Ma deuxième question porte sur le lien entre la bonne gouvernance démocratique des États et les programmes que nous continuons à déployer dans ces pays. Le projet de loi entend faire de la politique de développement un pilier de la politique diplomatique de notre pays, mais il n'entend pas créer de lien entre les positions politiques et diplomatiques de la France à l'encontre de régimes et de dirigeants qui contreviennent gravement aux principes démocratiques et à leurs engagements internationaux d'une part, et à sa politique financière d'aide au développement d'autre part. Il restera donc théoriquement possible de condamner les agissements politiques d'un régime tout en initiant des programmes de développement dans ces mêmes régimes. Quel est votre point de vue à ce sujet ?

Je rejoins la question précédemment posée sur les biens mal acquis. Trois procédures ont actuellement cours en France à ce sujet. Des actifs, détenus par le vice-président de la Guinée-Équatoriale, ont été saisis par la justice. Par ailleurs, une proposition de loi émanant du sénateur Jean-Pierre Sueur a déjà été votée au Sénat sur ce sujet.
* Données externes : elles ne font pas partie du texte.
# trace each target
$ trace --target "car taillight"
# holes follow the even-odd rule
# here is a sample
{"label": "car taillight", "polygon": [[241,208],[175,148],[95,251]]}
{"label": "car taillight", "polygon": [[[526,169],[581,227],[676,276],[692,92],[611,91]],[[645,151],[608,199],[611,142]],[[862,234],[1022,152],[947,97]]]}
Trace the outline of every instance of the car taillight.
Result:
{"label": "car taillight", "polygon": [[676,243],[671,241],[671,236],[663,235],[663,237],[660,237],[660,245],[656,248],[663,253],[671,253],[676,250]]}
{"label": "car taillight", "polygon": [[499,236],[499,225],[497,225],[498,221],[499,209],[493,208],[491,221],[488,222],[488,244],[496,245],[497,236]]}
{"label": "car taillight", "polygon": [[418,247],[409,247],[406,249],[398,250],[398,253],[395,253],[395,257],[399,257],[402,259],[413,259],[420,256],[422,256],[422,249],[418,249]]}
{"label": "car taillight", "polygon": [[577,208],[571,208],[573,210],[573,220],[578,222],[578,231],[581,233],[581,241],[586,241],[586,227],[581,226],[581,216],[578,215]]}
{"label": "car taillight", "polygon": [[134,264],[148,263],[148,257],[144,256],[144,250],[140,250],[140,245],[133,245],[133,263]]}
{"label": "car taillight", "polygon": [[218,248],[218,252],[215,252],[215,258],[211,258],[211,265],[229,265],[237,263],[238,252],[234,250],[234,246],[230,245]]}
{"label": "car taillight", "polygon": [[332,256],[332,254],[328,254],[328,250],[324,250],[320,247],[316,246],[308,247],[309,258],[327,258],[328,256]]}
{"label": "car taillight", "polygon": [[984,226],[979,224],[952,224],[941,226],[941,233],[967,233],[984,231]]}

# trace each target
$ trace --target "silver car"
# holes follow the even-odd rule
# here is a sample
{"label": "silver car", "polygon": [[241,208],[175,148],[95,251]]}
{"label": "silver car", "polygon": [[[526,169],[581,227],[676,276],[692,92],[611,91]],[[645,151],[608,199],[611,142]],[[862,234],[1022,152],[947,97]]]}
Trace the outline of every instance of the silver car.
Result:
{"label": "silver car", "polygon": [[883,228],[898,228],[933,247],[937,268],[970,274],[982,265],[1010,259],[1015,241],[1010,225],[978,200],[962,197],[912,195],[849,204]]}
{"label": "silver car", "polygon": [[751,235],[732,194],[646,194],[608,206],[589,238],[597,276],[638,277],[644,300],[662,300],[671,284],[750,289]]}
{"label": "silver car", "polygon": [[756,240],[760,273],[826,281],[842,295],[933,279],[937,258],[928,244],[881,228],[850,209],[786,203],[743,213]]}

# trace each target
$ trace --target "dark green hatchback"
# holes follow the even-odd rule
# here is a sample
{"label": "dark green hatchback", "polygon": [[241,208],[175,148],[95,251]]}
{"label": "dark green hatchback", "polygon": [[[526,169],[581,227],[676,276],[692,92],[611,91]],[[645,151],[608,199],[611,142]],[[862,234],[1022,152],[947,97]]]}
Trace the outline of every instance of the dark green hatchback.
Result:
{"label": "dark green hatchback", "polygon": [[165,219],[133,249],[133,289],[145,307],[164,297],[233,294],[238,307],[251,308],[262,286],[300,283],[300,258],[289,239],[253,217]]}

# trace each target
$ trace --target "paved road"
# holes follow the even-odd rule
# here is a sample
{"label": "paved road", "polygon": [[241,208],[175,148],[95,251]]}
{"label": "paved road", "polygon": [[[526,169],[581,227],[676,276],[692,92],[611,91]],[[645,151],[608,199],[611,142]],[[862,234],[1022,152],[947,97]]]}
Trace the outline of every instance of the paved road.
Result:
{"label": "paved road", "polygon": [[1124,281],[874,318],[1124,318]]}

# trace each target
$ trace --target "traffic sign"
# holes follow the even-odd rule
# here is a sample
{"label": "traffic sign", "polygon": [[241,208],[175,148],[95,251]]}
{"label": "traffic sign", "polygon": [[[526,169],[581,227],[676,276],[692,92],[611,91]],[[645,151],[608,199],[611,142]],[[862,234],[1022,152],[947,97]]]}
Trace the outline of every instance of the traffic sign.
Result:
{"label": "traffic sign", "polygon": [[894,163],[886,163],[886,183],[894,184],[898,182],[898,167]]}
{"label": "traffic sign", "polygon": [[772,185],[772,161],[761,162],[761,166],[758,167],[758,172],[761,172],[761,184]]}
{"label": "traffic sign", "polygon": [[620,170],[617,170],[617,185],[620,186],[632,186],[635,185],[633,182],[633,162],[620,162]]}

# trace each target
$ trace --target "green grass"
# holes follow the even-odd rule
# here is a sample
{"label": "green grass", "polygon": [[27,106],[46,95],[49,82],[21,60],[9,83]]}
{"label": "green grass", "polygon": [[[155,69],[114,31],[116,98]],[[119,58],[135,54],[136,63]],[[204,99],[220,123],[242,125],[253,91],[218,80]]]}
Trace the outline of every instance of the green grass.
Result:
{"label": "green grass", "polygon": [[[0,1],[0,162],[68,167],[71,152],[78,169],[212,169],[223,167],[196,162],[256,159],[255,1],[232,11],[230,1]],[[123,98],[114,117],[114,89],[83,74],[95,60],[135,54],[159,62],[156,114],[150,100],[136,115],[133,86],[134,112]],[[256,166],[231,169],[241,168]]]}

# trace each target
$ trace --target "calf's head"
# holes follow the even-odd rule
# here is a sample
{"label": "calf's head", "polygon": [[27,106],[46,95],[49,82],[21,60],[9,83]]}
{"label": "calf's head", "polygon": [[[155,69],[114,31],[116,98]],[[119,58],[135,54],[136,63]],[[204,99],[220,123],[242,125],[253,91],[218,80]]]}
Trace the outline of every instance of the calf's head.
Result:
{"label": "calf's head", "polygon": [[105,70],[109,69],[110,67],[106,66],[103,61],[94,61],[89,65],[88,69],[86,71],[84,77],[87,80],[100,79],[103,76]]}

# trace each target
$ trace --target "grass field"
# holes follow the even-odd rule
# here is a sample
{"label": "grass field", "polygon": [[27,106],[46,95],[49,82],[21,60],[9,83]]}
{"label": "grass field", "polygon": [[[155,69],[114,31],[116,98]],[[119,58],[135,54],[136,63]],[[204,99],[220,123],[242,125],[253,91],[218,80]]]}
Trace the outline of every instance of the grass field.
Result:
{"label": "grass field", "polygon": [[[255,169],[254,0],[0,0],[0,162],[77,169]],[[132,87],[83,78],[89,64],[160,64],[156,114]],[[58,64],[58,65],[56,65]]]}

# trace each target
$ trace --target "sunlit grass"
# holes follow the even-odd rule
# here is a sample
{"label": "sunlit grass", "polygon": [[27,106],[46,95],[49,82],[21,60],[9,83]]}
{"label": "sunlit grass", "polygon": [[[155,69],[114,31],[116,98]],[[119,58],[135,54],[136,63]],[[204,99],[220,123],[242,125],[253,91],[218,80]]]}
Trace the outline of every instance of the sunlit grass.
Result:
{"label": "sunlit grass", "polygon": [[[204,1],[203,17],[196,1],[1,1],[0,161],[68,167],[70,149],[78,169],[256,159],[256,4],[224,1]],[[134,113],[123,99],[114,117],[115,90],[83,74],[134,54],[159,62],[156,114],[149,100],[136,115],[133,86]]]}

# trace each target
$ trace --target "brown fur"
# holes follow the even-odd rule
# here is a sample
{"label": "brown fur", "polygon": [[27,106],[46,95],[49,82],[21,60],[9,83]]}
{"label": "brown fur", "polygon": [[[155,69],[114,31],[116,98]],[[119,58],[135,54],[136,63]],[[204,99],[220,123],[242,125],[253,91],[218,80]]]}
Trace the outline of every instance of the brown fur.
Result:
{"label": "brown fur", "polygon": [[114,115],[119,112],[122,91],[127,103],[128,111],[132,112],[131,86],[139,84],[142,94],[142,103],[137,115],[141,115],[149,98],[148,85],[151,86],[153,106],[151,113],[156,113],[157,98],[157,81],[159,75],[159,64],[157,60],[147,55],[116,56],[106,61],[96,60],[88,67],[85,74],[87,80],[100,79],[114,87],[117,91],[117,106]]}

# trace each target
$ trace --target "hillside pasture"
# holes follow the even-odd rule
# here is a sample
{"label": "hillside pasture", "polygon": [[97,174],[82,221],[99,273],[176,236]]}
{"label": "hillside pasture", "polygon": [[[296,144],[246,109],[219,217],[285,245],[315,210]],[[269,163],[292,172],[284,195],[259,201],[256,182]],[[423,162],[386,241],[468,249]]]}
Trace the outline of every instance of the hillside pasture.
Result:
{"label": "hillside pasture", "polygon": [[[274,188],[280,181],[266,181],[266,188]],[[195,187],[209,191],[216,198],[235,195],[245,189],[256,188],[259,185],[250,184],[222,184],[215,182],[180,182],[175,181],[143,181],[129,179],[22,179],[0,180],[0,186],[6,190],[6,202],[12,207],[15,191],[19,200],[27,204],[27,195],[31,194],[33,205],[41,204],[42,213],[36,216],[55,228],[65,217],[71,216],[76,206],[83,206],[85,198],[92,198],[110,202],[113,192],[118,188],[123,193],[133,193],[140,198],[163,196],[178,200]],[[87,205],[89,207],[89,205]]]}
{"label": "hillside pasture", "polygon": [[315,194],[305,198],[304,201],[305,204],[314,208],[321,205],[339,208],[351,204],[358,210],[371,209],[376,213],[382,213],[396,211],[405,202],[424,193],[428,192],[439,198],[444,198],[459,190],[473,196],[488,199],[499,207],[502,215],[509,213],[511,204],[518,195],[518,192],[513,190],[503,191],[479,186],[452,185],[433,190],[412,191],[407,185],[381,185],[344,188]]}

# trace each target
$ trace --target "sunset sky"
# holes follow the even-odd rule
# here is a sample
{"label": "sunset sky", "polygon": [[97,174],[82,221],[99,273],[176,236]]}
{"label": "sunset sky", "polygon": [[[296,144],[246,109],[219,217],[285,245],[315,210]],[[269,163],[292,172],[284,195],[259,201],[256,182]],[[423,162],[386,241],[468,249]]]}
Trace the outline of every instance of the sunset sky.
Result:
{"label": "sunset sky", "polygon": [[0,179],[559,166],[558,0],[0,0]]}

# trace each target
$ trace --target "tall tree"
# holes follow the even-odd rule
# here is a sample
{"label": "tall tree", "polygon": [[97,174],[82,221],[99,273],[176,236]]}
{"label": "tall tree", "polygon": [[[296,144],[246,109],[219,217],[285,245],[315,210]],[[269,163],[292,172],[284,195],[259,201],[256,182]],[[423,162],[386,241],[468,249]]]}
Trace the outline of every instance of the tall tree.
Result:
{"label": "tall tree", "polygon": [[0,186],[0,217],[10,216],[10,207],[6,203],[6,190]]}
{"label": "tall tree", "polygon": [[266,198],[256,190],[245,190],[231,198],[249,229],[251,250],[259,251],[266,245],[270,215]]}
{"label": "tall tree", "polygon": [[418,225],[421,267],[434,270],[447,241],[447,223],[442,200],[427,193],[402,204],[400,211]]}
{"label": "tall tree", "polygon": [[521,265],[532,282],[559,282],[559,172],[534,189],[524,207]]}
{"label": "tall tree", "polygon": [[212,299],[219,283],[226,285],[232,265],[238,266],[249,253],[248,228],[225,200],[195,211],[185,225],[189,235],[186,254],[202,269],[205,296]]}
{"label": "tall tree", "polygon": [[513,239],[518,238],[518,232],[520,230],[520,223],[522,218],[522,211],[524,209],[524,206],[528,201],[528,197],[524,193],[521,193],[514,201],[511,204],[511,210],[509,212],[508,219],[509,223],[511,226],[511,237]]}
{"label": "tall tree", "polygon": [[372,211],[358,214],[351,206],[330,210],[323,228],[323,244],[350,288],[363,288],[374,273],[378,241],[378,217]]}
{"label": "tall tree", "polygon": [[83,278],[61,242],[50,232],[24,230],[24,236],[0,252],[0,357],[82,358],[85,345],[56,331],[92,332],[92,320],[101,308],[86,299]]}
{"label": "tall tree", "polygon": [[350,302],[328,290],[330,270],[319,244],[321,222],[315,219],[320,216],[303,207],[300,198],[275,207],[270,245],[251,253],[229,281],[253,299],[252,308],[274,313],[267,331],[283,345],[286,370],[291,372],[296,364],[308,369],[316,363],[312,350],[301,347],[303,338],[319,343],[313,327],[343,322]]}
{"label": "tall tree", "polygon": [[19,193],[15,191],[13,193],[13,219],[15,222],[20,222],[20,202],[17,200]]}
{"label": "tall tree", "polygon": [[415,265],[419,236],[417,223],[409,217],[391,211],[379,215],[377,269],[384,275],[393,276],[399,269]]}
Je soutiens donc la légitimité de l'AFD pour porter un éventuel fonds pour gérer les sommes saisies.

Enfin, ne faudrait-il pas lier plus clairement l'aide au développement aux facteurs de développement économique de la France, en privilégiant les programmes qui font appel aux entreprises et aux acteurs français ou francophones, et en exclure plus systématiquement les acteurs d'autres pays ?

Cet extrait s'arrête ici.